Throughout history people have knocked their heads against the riddle of the nature of femininity . . . Nor will you have escaped worrying over this problem – those of you who are men; to those of you who are women this will not apply – you are yourselves the problem.19

Admittedly, this sounds as if “people throughout history,” that is, men were being placed on one side, and women, the exception, on the other, the outside, but this impression is dissipated by what follows. For, in this late lecture on “Femininity,” Freud confronts the question of femininity squarely without retracting his old position: nowhere in the essay does he claim there is a libido other than the one he has always insisted upon and nowhere is he prepared to locate anything one might call “femininity.” In fact the essay reads like a litany of places where feminine sexuality cannot be found. And yet Freud dares to name the essay after that very “thing” to whose absence he is at pains to draw our attention. Examining every possibility — genes, chromosomes, behaviors, and connotations — he fails to turn up any sure indicator of femininity and yet none of these failures is sufficient, it seems, to prevent him from writing about it – precisely as a problem that continues to elude him.
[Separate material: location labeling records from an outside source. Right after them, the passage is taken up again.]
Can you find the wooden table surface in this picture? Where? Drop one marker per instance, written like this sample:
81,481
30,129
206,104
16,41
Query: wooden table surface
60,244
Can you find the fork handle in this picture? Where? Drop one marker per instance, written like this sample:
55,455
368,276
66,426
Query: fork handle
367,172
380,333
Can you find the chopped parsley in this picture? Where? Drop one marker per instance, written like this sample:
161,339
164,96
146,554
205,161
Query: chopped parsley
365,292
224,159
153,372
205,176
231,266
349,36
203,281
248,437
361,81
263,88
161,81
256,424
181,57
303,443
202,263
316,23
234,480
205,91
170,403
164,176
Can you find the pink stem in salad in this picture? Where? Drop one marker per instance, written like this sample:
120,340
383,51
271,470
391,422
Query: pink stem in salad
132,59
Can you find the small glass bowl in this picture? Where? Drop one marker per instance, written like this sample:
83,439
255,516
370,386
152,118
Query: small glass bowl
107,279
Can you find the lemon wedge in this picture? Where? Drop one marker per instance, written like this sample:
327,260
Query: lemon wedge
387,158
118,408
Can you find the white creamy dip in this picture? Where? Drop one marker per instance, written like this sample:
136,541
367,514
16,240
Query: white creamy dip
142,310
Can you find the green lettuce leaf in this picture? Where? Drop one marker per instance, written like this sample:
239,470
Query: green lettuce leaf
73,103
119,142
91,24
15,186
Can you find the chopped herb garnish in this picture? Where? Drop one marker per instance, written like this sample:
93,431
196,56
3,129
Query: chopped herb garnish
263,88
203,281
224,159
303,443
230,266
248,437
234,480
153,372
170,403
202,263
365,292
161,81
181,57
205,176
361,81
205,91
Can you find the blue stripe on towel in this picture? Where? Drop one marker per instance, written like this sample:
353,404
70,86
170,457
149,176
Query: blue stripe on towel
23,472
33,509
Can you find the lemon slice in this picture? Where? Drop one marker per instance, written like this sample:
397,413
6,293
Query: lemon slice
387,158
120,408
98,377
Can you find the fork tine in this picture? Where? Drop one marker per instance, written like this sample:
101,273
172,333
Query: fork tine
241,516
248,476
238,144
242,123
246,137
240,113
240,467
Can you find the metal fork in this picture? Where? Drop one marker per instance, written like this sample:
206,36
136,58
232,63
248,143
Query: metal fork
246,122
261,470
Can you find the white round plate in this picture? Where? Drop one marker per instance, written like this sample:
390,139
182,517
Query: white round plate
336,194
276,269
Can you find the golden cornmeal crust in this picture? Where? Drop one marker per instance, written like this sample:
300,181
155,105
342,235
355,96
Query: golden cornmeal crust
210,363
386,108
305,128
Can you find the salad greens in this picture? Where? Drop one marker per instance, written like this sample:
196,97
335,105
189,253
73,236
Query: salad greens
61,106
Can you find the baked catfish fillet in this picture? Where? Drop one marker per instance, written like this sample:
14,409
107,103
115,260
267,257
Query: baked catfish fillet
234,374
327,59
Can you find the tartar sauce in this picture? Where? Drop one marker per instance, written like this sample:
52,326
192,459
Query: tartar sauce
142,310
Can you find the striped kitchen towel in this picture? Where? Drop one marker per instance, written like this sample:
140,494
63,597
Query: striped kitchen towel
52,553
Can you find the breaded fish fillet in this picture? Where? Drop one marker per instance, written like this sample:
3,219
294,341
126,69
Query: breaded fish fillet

One must not lose sight of the psychoanalytic fact we tried earlier to establish: it is not only feminine but also masculine sexuality that is nowhere locatable; sexuality as such lacks a domain. The sexual is not another domain beyond being, it insures rather that man is the being whose being fails fully to be, whose being defaults. Why not leave it at that? Why insist on a double default of being? Why go further by positing another sex, one that is, moreover, shrouded in darkness, a dark continent or dark spot that insists only in the troubling of our minds?

If sexuality is a phenomenon of the subject’s displacement, its failure to coincide with itself, and this swerve is essential to the very definition of the subject we could say that it is common to all subjects, without exception. Sex is one in that sense, an inescapable dimension of every subject, without exception. But if it were simply, unproblematically one, a one or the one, one of two problems would arise. Were it a One, the possibility of another One would remain open, which would mean that sexuality was no longer be that which is common to all subjects. If it were the One, all subjects would be included in it, but this would mean that sexuality no longer split but instead contained or circumscribed the subject.

The domain of sexuality must therefore itself be divided, split from itself, or: incomplete in its givenness. And femininity must not be on the side of the exception but that which declines the exception; not on the side of the All, but of the not-All. Womanliness cannot be that which escapes or stands outside (male) sexuality, but that which in preventing male sexuality from being fully given maintains it as such. To sum it all up: sexuality has to name not just the impasse of the subject’s being, but its own impasse, its own inconsistency as well.


19. Sigmund Freud, “Femininity,” New Introductory Lectures on Psychoanalysis, in The Standard Edition (vol. 22), 113.